Escalating violence in junta-ruled Myanmar has dominated the three-day meeting of the Association of Southeast Asian Nations (ASEAN) on the Indonesian island of Flores.

The regional bloc has spearheaded diplomatic efforts to resolve the crisis, though it has yet to enact a five-point plan agreed upon with Myanmar two years ago.

Since the military ousted Aung San Suu Kyi’s government it has overseen a bloody crackdown on dissent, killing thousands of people and battling armed resistance to its rule.
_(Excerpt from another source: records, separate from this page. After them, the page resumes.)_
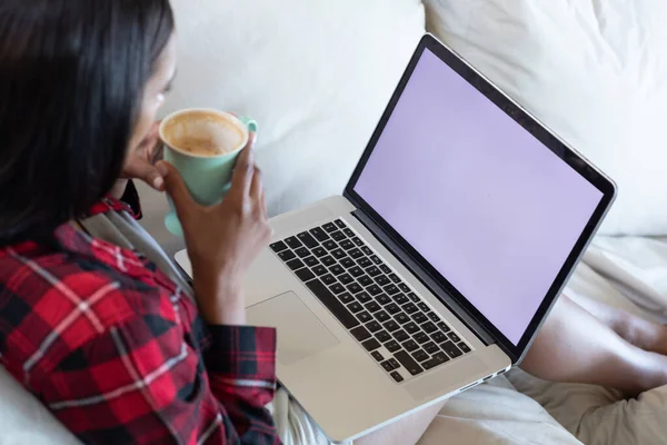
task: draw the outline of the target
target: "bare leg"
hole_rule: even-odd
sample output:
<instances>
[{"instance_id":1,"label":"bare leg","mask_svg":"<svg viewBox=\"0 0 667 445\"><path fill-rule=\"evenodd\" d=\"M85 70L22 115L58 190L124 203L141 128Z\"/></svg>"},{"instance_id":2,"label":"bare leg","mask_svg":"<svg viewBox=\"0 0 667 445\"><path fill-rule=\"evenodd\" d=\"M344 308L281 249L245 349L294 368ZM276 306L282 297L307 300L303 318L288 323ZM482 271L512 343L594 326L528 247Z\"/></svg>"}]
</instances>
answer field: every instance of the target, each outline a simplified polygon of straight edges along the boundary
<instances>
[{"instance_id":1,"label":"bare leg","mask_svg":"<svg viewBox=\"0 0 667 445\"><path fill-rule=\"evenodd\" d=\"M573 300L633 345L667 355L667 326L588 298Z\"/></svg>"},{"instance_id":2,"label":"bare leg","mask_svg":"<svg viewBox=\"0 0 667 445\"><path fill-rule=\"evenodd\" d=\"M424 408L419 413L355 441L355 445L414 445L424 436L426 428L434 422L442 406L445 402Z\"/></svg>"},{"instance_id":3,"label":"bare leg","mask_svg":"<svg viewBox=\"0 0 667 445\"><path fill-rule=\"evenodd\" d=\"M666 356L629 344L565 296L521 368L546 380L588 383L630 394L667 384Z\"/></svg>"}]
</instances>

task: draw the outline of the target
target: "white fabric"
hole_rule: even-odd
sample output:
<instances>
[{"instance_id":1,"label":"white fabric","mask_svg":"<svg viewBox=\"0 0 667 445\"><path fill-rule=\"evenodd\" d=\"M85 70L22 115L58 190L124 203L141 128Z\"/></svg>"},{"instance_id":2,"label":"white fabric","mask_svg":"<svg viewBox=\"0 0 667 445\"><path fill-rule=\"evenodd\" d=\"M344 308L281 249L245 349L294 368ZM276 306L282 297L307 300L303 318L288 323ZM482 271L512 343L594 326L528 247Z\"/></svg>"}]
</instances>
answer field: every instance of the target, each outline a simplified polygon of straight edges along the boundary
<instances>
[{"instance_id":1,"label":"white fabric","mask_svg":"<svg viewBox=\"0 0 667 445\"><path fill-rule=\"evenodd\" d=\"M425 3L434 33L617 181L603 233L667 235L667 2Z\"/></svg>"}]
</instances>

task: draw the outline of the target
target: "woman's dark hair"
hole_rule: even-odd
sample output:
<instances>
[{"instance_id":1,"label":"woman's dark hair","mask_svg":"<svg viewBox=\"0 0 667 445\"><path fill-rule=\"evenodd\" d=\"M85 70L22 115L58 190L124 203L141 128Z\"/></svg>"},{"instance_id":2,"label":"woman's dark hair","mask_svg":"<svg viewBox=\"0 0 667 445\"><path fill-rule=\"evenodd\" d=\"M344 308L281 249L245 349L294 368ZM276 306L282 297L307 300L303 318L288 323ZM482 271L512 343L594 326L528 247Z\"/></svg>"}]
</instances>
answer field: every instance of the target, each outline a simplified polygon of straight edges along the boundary
<instances>
[{"instance_id":1,"label":"woman's dark hair","mask_svg":"<svg viewBox=\"0 0 667 445\"><path fill-rule=\"evenodd\" d=\"M0 245L111 189L173 28L169 0L0 1Z\"/></svg>"}]
</instances>

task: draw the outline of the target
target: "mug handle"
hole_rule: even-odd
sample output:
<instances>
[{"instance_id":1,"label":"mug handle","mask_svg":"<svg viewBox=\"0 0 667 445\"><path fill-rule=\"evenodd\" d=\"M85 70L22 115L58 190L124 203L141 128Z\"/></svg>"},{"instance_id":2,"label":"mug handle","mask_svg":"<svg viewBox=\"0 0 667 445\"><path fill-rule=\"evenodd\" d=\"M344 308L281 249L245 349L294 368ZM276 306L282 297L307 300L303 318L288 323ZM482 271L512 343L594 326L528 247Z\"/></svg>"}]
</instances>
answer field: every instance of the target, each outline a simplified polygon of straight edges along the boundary
<instances>
[{"instance_id":1,"label":"mug handle","mask_svg":"<svg viewBox=\"0 0 667 445\"><path fill-rule=\"evenodd\" d=\"M248 127L248 131L257 132L259 130L259 126L257 125L257 120L252 119L249 116L241 116L239 120L243 122L246 127Z\"/></svg>"}]
</instances>

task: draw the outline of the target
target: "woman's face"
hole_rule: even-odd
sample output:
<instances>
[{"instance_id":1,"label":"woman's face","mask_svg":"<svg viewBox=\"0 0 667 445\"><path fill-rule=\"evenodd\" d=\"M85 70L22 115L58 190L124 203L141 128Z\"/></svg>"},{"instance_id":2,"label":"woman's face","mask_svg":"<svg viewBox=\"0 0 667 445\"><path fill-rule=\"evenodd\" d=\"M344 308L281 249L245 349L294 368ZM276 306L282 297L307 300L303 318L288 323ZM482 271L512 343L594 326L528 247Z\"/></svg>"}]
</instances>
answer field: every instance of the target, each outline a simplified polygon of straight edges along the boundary
<instances>
[{"instance_id":1,"label":"woman's face","mask_svg":"<svg viewBox=\"0 0 667 445\"><path fill-rule=\"evenodd\" d=\"M159 135L156 119L176 76L176 34L172 34L162 55L158 58L153 75L143 90L139 118L128 147L129 152L133 152L140 147L152 147L158 142Z\"/></svg>"}]
</instances>

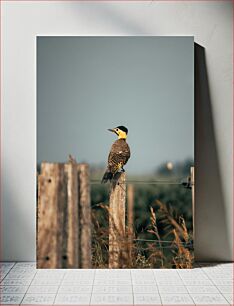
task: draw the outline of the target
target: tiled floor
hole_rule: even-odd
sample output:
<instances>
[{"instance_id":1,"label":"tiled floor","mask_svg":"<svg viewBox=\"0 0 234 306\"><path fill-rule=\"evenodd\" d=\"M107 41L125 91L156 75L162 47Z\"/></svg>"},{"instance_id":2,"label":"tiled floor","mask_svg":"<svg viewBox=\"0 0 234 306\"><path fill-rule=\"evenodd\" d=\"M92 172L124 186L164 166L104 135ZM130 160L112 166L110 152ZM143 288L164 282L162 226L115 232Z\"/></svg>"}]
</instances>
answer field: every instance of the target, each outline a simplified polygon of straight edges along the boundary
<instances>
[{"instance_id":1,"label":"tiled floor","mask_svg":"<svg viewBox=\"0 0 234 306\"><path fill-rule=\"evenodd\" d=\"M0 305L233 305L233 264L192 270L37 270L3 262Z\"/></svg>"}]
</instances>

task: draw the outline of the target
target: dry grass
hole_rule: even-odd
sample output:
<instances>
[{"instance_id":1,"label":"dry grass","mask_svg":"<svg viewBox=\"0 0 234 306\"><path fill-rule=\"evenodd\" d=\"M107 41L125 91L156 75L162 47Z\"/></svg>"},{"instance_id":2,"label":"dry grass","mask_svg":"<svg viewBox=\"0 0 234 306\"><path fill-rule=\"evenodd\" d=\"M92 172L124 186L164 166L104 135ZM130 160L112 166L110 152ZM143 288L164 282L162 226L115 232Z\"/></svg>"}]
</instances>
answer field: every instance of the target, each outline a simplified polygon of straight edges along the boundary
<instances>
[{"instance_id":1,"label":"dry grass","mask_svg":"<svg viewBox=\"0 0 234 306\"><path fill-rule=\"evenodd\" d=\"M108 268L108 220L107 205L98 205L92 212L92 264L94 268ZM101 221L100 221L101 215ZM99 221L98 221L99 220ZM160 231L159 231L160 228ZM162 233L160 235L160 232ZM182 216L175 217L171 207L156 200L150 207L150 224L145 233L152 235L148 241L138 239L135 233L133 241L128 238L128 230L122 237L124 254L123 267L127 268L192 268L193 239ZM166 243L165 243L166 241Z\"/></svg>"}]
</instances>

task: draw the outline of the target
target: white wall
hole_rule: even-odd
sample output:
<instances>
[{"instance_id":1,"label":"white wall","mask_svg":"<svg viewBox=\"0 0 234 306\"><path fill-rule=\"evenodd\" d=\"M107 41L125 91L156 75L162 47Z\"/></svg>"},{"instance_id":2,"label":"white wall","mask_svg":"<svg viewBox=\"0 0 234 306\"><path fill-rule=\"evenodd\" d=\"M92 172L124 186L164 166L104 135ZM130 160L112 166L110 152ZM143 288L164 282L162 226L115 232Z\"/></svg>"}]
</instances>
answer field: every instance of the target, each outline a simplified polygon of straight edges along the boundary
<instances>
[{"instance_id":1,"label":"white wall","mask_svg":"<svg viewBox=\"0 0 234 306\"><path fill-rule=\"evenodd\" d=\"M197 109L196 258L231 260L231 1L5 1L2 32L3 260L36 258L36 35L195 36L210 88Z\"/></svg>"}]
</instances>

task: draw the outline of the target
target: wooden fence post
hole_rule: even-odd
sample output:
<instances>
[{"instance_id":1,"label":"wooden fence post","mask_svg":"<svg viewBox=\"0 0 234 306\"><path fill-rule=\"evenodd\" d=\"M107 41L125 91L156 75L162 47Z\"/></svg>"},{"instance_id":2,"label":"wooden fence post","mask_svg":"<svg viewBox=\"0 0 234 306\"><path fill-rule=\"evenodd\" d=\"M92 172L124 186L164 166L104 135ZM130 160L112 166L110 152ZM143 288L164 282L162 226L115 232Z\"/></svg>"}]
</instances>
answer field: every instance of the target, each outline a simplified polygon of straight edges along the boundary
<instances>
[{"instance_id":1,"label":"wooden fence post","mask_svg":"<svg viewBox=\"0 0 234 306\"><path fill-rule=\"evenodd\" d=\"M88 164L79 164L80 268L91 268L91 199Z\"/></svg>"},{"instance_id":2,"label":"wooden fence post","mask_svg":"<svg viewBox=\"0 0 234 306\"><path fill-rule=\"evenodd\" d=\"M66 246L64 262L66 268L79 267L79 209L78 209L78 180L77 164L74 161L64 165L67 175L67 207L65 213L64 235L66 236Z\"/></svg>"},{"instance_id":3,"label":"wooden fence post","mask_svg":"<svg viewBox=\"0 0 234 306\"><path fill-rule=\"evenodd\" d=\"M134 186L128 185L127 188L127 200L128 200L128 260L129 266L132 266L132 248L133 248L133 208L134 208Z\"/></svg>"},{"instance_id":4,"label":"wooden fence post","mask_svg":"<svg viewBox=\"0 0 234 306\"><path fill-rule=\"evenodd\" d=\"M42 163L38 194L37 268L62 268L66 204L62 164Z\"/></svg>"},{"instance_id":5,"label":"wooden fence post","mask_svg":"<svg viewBox=\"0 0 234 306\"><path fill-rule=\"evenodd\" d=\"M126 175L112 183L109 203L109 268L121 268L125 239Z\"/></svg>"},{"instance_id":6,"label":"wooden fence post","mask_svg":"<svg viewBox=\"0 0 234 306\"><path fill-rule=\"evenodd\" d=\"M193 211L193 240L195 239L195 170L191 167L191 185L192 185L192 211Z\"/></svg>"}]
</instances>

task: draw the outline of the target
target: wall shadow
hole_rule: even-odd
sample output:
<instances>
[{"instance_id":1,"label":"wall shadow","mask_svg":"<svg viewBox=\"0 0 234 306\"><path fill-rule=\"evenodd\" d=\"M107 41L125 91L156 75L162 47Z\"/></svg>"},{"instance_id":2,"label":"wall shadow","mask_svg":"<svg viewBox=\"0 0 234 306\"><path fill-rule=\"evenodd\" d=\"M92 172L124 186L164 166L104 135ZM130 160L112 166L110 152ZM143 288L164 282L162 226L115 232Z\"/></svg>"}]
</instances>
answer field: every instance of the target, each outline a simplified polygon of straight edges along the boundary
<instances>
[{"instance_id":1,"label":"wall shadow","mask_svg":"<svg viewBox=\"0 0 234 306\"><path fill-rule=\"evenodd\" d=\"M195 50L195 259L231 258L205 48ZM209 250L209 252L207 252ZM209 254L209 255L207 255Z\"/></svg>"}]
</instances>

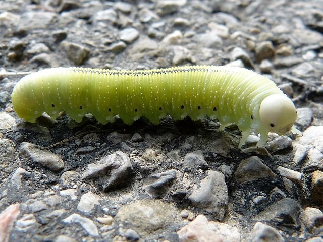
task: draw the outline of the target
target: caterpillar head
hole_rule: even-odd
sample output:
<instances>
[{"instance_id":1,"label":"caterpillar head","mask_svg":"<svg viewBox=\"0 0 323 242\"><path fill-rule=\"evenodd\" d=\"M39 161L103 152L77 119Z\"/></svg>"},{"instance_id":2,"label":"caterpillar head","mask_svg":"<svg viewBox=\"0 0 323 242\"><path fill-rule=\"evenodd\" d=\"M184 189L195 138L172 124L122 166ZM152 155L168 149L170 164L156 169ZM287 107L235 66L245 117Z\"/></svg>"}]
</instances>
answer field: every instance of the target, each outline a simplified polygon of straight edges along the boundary
<instances>
[{"instance_id":1,"label":"caterpillar head","mask_svg":"<svg viewBox=\"0 0 323 242\"><path fill-rule=\"evenodd\" d=\"M296 110L291 99L285 95L272 94L260 104L260 118L267 130L279 135L293 129L296 120Z\"/></svg>"}]
</instances>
As ASEAN leaders began their final day of talks in the fishing town of Labuan Bajo, Indonesian President Joko Widodo admitted they had made “no significant progress” on implementing the peace plan.

“We need the unity of ASEAN to chart our way forward,” Widodo said through a translator.

Divisions among ASEAN members at the summit appear to have hampered those efforts.

An internal report on the foreign ministers’ discussions said some countries wanted to invite the junta back to ASEAN meetings because “the time for isolation has served its purpose”.

“There was also an observation that ASEAN might be experiencing a ‘Myanmar fatigue’, which might distract ASEAN from larger goals of ASEAN Community-building,” said the document seen by AFP.

“Patience, flexibility and creativity are therefore required since there will be no quick fix to the crisis.”


Myanmar still belongs to the 10-member ASEAN bloc but has been barred from its summits due to the junta’s failure to implement the peace plan.

The junta has spurned international criticism and refused to engage with its opponents, which include ousted lawmakers, anti-coup “People’s Defence Forces” and armed ethnic minority groups.

An air strike on a village in a rebel stronghold last month that reportedly killed about 170 people sparked global condemnation and worsened the junta’s isolation.

Jakarta’s chairing of the bloc this year had raised hopes ASEAN could push for a peaceful solution, using its economic weight as well as its diplomatic experience.

Sunday’s armed attack on a convoy carrying diplomats and officials coordinating ASEAN humanitarian relief in Myanmar had increased pressure for tougher action.

ASEAN has long been decried by critics as a toothless talking shop, but its charter principles of consensus and non-interference have hamstrung its ability to stop the violence in Myanmar.

The latest draft of the end-of-summit statement seen by AFP has left the paragraph on Myanmar open, reflecting diplomatic difficulties over the issue.

A review of the charter was “long overdue”, said Lina Alexandra of the Centre for Strategic and International Studies in Jakarta.

“When you see your next-door neighbour’s house is burning, what will you do? Can you just stay silent, it’s not my problem?” she said.